LAS VEGAS– PharmaCyte Biotech, Inc. (Nasdaq: PMCB) announced it has entered into a securities purchase agreement for a $7 million financing with its existing investors. The private placement involves the sale of 7,000 shares of newly designated Series C convertible preferred stock, valued at $1,000 per share, which can be converted into 7 million shares of common stock. The financing also includes warrants to purchase up to 7 million shares of common stock. Closing is expected on or about Aug. 19, subject to customary conditions.
GP Nurmenkari Inc. is serving as the sole placement agent.
“This financing, priced at a premium to our current market price and led by our existing investors, reflects strong confidence in PharmaCyte’s future,” said Josh Silverman, interim CEO of PharmaCyte. “It meaningfully strengthens our balance sheet, positions us to enhance shareholder value, and enables us to continue pursuing strategic alternatives that we believe can maximize long-term returns for our stockholders.”
The preferred stock carries a conversion price of $1.00 per common share and a 7 percent quarterly dividend payable in cash.

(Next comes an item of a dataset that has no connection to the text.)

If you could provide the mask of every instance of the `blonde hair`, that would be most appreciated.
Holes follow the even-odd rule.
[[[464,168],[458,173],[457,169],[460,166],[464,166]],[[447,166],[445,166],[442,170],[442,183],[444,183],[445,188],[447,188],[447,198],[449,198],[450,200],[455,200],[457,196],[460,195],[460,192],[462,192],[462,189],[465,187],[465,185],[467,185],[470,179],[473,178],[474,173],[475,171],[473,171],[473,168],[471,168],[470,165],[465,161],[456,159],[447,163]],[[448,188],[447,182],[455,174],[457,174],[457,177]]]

The warrants, also priced at $1.00 per share, are exercisable immediately and remain valid for five years.
PharmaCyte noted that the securities were sold in a private placement exempt from registration under the Securities Act of 1933. The company has agreed to file a registration statement with the Securities and Exchange Commission to register the resale of common shares issuable upon conversion of the preferred stock and exercise of the warrants.